L’indice d’intégrité gouvernementale du secteur de la défense est produite tous les quatre (04) ans par Transparency International via son programme Défense et Sécurité. D’après cette nouvelle édition, le secteur de la défense en Côte d’Ivoire fait face à un risque élevé de corruption. Pour arriver à cette conclusion, l’indice évalue les risques de corruption à travers cinq (05) domaines principaux à savoir : les risques politiques, les risques financiers, les risques liés à la gestion du personnel, les risques liés à l’approvisionnement et les risques sur les opérations militaires.

Sur une échelle de notation allant de 0 à 100, la Côte d’Ivoire obtient une note globale de 22/100. Une note supérieure à la moyenne régionale qui est de 18/100. Malgré ce score, les risques de corruption au sein du secteur de la défense et de la sécurité demeurent très élevés en Côte d’Ivoire, en particulier en raison d’un manque d’engagement politique et de faible garanties institutionnelles, qui facilitent la multiplication des abus et pratiques corrompues dans le secteur, indique le rapport.

La mise en place d’un observatoire de lutte contre la corruption souhaitée

Le rapport d’évaluation note par exemple que « certains développements positifs ont vu le jour en Côte d’Ivoire au cours de ces dernières années à travers notamment, la loi de programmation militaire 2016-2020 et la levée de l’embargo partiel sur les armes, imposé par les Nations Unies.
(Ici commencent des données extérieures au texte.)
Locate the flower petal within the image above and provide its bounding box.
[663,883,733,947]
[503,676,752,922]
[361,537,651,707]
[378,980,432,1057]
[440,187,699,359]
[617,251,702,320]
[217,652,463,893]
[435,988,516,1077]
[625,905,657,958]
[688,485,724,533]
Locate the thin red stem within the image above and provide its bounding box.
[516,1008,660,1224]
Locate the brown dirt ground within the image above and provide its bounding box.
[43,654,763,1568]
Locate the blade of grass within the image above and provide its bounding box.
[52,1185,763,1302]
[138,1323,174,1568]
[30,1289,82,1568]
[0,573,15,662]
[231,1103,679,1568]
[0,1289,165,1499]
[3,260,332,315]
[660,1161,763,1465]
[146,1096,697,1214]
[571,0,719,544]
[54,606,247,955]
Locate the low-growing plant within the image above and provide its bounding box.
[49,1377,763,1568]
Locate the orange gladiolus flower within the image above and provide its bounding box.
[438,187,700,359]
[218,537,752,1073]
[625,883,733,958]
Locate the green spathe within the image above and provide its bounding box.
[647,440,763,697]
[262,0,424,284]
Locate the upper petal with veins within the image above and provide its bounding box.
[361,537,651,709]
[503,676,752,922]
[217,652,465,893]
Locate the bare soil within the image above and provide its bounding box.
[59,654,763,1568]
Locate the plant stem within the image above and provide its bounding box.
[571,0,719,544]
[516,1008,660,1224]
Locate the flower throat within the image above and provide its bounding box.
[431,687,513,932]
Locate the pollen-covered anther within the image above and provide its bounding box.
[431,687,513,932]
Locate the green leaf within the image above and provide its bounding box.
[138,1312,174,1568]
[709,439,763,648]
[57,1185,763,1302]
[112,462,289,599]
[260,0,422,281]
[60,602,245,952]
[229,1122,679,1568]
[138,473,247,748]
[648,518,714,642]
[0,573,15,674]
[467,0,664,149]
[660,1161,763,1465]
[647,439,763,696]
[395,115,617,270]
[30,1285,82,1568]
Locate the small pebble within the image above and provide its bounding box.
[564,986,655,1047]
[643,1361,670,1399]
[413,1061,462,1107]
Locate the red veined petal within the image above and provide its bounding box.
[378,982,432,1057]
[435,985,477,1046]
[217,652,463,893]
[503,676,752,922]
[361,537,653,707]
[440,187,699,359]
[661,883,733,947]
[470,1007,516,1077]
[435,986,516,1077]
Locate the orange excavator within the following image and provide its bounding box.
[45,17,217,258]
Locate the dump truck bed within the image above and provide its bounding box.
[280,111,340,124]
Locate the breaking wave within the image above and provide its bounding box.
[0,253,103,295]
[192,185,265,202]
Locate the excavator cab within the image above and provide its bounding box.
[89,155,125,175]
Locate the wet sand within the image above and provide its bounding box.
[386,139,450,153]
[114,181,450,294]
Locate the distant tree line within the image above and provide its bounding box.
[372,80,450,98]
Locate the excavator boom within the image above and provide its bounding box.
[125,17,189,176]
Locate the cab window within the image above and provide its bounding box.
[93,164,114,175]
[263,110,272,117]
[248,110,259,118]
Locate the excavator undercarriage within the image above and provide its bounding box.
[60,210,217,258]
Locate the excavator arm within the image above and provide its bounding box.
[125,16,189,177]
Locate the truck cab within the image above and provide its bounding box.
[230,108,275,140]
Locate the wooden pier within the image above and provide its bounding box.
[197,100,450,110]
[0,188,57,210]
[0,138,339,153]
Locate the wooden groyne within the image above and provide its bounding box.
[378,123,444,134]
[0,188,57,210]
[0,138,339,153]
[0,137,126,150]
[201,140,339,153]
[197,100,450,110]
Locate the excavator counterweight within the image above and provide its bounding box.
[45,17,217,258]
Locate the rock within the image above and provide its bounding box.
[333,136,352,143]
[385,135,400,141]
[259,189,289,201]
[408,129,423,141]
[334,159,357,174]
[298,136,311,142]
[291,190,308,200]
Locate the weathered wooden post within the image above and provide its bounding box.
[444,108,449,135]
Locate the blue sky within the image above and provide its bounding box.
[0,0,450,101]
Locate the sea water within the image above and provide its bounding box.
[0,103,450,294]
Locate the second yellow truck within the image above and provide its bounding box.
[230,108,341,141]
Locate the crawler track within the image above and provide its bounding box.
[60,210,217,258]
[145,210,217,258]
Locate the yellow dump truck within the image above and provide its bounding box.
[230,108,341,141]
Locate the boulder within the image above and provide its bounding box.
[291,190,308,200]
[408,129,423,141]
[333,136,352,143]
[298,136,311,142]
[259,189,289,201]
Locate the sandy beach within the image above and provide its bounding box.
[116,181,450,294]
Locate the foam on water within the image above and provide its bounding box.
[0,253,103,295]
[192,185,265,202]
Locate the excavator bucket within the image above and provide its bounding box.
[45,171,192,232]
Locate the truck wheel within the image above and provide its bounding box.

Ce qui reflète une stabilisation politique ». Mais en ce qui concerne la transparence et l’intégrité, l’évaluation note que « peu d’avancée ont été enregistrées ». Il évoque les mutineries de Janvier et Mai 2017 de 8.400 soldats pour illustrer ce passage et l’impute à un manque de transparence mais surtout à un manque de recevabilité du secteur de la défense face à la population.

Selon Julien Joly, chargé de projet au programme Défense et Sécurité de Transparency International, « l’indice n’a pas pour vocation de dire que telle personne ou telle institution est corrompue. Le rôle de l’indice consiste à regarder le cadre institutionnel, politique, les règles qui existent en matière de gestion du personnel, des finances, de l’approvisionnement afin de déterminer si ce cadre, ces règles sont suffisamment robuste pour réduire les risques de corruption ».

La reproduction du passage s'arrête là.